Teachers unions are subject to incentives that distort the way schools work. While posing as an interest group looking out for quality education, they are, in reality, labor unions for whom salaries, health plans, and retirements trump issues of education policy and practice. 

But the most destructive player in the modern education establishment is teachers’ colleges.

Education majors are almost always near the bottom in terms of academic achievement compared with other college majors, and the standards in education departments are correspondingly low. It is a tragic irony that the students being trained to staff the nation’s institutions of learning are among the least well-educated themselves.
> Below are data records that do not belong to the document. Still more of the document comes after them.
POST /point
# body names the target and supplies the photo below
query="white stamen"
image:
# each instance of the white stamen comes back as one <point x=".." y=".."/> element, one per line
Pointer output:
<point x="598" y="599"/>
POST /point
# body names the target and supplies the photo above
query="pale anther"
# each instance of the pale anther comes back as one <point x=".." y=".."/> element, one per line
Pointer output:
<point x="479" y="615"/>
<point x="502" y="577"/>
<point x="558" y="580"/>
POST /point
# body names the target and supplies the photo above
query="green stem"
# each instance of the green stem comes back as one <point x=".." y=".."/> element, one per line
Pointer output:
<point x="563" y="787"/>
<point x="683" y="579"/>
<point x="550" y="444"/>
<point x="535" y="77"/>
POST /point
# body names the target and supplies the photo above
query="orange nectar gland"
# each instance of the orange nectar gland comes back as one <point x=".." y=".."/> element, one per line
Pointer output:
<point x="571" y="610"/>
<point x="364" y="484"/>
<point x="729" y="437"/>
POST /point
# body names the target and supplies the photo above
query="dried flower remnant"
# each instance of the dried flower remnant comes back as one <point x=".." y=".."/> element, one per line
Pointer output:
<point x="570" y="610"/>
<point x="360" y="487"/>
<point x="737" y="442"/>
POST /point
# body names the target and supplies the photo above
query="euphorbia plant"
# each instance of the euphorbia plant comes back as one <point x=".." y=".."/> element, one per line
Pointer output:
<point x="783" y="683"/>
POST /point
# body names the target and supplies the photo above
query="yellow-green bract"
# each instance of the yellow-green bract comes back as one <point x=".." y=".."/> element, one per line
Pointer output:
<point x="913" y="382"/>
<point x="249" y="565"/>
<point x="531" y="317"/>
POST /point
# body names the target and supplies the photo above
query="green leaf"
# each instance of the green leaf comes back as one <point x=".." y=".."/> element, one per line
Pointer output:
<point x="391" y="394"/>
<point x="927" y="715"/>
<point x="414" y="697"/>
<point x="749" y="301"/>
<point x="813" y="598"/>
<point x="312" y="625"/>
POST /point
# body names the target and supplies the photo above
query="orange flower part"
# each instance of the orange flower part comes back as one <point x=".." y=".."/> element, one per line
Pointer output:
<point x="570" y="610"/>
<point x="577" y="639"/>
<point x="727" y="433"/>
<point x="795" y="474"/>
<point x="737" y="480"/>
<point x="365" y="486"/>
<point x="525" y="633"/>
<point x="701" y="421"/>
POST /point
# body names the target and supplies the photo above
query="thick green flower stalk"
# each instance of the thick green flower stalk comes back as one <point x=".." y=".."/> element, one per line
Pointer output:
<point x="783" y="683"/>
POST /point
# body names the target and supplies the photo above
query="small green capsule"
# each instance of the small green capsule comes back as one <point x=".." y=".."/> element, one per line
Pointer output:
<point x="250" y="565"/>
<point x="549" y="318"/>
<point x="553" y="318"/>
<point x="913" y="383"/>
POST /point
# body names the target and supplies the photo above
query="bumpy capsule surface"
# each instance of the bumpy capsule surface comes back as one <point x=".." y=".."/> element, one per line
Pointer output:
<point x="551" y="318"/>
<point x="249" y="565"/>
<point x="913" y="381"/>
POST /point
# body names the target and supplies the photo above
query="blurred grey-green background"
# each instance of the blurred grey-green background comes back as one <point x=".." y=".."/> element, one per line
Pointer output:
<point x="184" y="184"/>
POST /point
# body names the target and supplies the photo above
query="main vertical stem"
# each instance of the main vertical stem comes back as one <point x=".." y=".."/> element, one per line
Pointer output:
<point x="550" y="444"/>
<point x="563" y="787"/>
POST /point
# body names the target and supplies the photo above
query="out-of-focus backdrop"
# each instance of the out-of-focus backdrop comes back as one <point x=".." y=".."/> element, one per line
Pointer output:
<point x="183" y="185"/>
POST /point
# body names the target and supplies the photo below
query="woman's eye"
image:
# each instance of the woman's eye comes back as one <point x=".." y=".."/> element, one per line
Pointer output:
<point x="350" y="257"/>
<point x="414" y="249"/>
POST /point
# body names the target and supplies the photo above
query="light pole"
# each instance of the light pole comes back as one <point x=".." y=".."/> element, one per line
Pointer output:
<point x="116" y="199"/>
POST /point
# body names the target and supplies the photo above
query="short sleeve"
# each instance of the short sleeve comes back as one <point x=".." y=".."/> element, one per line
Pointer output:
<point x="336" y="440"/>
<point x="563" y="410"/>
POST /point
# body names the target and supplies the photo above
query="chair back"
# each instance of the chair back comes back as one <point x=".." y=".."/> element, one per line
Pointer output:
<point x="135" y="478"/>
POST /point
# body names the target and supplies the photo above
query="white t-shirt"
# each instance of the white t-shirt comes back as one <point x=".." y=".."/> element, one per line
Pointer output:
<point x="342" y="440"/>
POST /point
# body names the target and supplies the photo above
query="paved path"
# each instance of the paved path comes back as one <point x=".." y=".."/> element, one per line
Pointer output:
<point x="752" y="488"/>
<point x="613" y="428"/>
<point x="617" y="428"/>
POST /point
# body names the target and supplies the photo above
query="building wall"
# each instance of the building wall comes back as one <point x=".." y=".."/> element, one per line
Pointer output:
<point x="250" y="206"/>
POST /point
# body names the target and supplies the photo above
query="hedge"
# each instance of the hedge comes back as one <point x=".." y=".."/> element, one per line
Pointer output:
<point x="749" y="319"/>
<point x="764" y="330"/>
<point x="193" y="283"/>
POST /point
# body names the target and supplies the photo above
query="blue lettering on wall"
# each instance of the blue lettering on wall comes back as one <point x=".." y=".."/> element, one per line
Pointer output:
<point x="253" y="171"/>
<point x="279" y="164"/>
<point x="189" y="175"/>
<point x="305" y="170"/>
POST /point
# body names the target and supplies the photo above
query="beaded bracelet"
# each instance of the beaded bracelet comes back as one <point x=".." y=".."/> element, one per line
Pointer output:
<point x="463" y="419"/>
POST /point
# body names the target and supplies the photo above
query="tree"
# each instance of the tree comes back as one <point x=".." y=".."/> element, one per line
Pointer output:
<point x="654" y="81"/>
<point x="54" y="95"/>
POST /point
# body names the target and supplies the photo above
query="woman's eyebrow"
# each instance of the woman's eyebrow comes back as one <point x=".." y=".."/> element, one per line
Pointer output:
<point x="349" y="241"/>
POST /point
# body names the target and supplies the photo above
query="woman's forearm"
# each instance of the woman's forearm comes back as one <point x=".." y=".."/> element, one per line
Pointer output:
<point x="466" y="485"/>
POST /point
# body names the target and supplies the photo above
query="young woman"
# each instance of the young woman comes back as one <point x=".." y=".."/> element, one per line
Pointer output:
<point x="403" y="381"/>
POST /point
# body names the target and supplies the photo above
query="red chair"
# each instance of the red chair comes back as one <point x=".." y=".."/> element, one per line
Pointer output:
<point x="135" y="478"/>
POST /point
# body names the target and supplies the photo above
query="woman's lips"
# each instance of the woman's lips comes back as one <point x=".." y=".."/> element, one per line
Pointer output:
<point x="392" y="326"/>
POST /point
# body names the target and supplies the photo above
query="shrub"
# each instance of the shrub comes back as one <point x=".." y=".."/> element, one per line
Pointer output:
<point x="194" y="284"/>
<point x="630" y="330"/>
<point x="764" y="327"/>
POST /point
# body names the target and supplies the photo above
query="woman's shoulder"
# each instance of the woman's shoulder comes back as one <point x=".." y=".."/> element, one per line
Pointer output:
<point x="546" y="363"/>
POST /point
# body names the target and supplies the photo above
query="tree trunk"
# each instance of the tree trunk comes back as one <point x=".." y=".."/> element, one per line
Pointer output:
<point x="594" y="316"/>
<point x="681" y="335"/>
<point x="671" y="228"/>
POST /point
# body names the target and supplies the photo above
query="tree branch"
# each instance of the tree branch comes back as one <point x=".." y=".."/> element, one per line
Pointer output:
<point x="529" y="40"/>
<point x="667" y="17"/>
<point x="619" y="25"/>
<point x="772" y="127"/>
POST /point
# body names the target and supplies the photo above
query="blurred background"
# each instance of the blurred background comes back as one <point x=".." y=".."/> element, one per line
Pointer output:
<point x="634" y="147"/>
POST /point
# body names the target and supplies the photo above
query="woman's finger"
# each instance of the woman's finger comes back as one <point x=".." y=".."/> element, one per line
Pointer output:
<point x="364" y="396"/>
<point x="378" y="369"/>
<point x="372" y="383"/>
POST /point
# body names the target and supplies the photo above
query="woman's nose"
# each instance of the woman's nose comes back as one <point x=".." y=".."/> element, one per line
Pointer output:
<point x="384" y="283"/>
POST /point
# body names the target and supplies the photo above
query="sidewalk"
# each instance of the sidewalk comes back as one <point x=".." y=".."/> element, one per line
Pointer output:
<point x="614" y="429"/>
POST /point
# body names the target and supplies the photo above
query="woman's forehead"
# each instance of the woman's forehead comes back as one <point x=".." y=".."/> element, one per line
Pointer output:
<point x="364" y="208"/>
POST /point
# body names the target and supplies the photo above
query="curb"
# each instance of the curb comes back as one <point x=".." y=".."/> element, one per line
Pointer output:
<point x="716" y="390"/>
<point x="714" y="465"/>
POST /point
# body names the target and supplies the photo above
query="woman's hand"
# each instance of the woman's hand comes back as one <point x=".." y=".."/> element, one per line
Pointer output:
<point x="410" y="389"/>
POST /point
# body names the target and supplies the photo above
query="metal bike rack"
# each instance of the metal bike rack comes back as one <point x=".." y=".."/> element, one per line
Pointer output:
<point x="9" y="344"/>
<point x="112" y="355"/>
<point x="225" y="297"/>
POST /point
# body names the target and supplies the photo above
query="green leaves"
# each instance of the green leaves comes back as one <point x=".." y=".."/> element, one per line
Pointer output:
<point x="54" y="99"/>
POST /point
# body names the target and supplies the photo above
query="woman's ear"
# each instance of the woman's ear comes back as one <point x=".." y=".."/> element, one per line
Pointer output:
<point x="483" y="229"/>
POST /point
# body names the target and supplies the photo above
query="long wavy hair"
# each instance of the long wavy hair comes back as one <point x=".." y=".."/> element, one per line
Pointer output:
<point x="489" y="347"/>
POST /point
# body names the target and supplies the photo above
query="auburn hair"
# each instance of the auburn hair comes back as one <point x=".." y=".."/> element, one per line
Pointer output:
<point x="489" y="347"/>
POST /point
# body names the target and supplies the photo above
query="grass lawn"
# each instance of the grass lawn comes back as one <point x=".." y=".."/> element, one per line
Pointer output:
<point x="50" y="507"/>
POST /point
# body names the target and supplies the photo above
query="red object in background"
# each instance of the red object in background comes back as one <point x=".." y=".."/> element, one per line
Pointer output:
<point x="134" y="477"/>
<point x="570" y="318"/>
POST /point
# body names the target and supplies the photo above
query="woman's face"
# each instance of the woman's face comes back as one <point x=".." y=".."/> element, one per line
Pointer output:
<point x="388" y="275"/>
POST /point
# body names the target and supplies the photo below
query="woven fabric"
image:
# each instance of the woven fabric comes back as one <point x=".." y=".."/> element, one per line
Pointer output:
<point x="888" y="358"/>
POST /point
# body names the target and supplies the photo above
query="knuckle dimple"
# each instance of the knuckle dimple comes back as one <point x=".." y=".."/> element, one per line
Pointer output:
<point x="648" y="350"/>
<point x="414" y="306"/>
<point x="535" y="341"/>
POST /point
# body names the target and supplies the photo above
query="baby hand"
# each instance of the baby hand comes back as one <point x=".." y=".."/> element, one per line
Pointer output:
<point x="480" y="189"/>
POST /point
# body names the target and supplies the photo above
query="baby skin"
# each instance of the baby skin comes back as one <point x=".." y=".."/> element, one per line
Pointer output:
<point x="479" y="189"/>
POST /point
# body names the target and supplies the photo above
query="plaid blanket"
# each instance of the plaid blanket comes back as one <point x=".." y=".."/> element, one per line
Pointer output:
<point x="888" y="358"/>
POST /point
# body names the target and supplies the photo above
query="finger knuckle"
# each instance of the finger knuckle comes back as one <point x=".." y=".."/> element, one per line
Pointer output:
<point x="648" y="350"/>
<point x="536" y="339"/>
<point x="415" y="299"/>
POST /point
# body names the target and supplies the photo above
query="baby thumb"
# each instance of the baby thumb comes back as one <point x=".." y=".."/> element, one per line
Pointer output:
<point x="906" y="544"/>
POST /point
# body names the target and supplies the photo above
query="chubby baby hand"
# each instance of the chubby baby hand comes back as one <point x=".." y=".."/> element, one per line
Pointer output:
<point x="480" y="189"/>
Even given the low quality of the education students, teachers’ colleges do two things that make the situation worse. 

The first is that their view of how teachers should teach is stuck in the 1920s. The “child-centered learning” of John Dewey, despite its abject failure in actual practice, is still taught as dogma by those who teach our teachers. In fact, they haven’t even bothered to update the slogan.

Anyone who doubts the time warp in which teacher training programs find themselves need only pick up a copy of To Kill a Mockingbird and read chapters two and four, in which the techniques of Dewey and other progressive reformers first reach rural Alabama school districts in the early 1930s. Cooperative learning, projects, unit studies—all the fixtures of supposedly modern education are there. 

That the highest aspiration of modern teacher training is what was being done in rural Alabama schools in the 1930s is an irony yet to find its full appreciation.

But perhaps worse than the deficient teaching techniques still being taught is the utter lack of attention to academic content. Education should inculcate three things: functional, cultural, and moral literacy. But go try to find a teacher training program that even has a class on traditional phonics reading instruction. There are a few, but they are far between. Try to find a program that emphasizes the reading of classic literature, or a program that has something even approximating instruction in how to conduct meaningful character education.

Instead, aspiring teachers are subjected to the constant drone of “tolerance” and “diversity.” Properly understood, these things are not bad. But they will do virtually nothing to improve education in this country.